Autor: Pesce F; Structural Biology and NMR Laboratory, The Linderstrøm-Lang Centre for Protein Science, Department of Biology, University of Copenhagen, Copenhagen, Denmark., Bremer A; Department of Structural Biology, St. Jude Children's Research Hospital, Memphis, TN 38105, USA., Tesei G; Structural Biology and NMR Laboratory, The Linderstrøm-Lang Centre for Protein Science, Department of Biology, University of Copenhagen, Copenhagen, Denmark., Hopkins JB; BioCAT, Department of Physics, Illinois Institute of Technology, Chicago, IL, USA., Grace CR; Department of Structural Biology, St. Jude Children's Research Hospital, Memphis, TN 38105, USA., Mittag T; Department of Structural Biology, St.
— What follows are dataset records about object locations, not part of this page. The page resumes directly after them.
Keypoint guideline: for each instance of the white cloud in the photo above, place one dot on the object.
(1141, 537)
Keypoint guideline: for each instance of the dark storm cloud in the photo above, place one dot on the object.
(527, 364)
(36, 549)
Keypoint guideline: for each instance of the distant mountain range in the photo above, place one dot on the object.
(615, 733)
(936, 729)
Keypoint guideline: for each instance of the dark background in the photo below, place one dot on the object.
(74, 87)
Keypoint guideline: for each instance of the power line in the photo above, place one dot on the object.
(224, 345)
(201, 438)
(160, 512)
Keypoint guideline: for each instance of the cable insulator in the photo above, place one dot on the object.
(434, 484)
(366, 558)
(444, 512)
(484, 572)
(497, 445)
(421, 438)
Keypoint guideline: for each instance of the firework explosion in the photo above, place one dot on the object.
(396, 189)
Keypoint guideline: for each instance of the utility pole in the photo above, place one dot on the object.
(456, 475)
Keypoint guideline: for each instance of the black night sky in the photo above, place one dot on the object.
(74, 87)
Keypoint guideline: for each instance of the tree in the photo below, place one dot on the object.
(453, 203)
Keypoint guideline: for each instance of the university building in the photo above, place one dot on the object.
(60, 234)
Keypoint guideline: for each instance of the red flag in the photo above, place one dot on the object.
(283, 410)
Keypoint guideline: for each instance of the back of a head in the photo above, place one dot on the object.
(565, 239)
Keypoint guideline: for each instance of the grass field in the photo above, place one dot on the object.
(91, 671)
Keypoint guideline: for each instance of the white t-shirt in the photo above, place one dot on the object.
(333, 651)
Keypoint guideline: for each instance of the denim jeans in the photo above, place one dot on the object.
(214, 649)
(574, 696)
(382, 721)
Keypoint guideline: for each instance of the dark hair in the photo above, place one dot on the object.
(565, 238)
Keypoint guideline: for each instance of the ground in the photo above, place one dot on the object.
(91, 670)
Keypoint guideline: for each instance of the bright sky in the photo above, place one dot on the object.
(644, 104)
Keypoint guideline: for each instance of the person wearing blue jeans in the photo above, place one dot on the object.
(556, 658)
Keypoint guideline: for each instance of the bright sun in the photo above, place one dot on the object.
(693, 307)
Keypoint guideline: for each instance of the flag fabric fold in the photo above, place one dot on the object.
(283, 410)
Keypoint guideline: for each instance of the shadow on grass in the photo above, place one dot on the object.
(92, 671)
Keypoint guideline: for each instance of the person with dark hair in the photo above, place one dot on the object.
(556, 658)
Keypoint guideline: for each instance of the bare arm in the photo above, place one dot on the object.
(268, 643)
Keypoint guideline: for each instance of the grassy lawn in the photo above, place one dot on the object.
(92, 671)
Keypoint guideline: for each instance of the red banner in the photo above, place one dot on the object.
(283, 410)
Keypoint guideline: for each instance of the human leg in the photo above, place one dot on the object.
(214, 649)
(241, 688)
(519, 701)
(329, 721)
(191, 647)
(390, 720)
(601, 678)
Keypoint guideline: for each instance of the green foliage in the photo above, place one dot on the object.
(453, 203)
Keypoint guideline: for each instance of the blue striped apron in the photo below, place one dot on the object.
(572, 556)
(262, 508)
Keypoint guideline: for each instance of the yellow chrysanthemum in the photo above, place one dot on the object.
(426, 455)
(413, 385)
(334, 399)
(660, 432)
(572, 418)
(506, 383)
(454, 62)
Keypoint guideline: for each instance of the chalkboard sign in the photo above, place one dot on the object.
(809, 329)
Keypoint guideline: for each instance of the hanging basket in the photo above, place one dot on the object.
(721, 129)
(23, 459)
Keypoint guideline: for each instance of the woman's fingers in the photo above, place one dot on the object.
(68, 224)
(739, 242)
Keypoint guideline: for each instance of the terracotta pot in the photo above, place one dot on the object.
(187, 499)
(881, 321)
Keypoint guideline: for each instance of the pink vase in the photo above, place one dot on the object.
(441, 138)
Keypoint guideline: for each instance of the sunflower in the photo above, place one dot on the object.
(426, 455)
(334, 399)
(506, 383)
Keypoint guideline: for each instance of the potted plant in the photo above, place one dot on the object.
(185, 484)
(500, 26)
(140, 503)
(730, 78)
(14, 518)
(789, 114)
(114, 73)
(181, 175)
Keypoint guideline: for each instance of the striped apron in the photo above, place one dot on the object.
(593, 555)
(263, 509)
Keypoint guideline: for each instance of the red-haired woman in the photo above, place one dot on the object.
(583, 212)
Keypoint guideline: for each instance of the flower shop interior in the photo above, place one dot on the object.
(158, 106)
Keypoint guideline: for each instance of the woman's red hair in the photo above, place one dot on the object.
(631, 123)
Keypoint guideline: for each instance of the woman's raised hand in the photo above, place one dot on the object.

Jude Children's Research Hospital, Memphis, TN 38105, USA., Lindorff-Larsen K; Structural Biology and NMR Laboratory, The Linderstrøm-Lang Centre for Protein Science, Department of Biology, University of Copenhagen, Copenhagen, Denmark.
Jazyk: angličtina
Zdroj: BioRxiv : the preprint server for biology [bioRxiv] 2023 Oct 24. Date of Electronic Publication: 2023 Oct 24.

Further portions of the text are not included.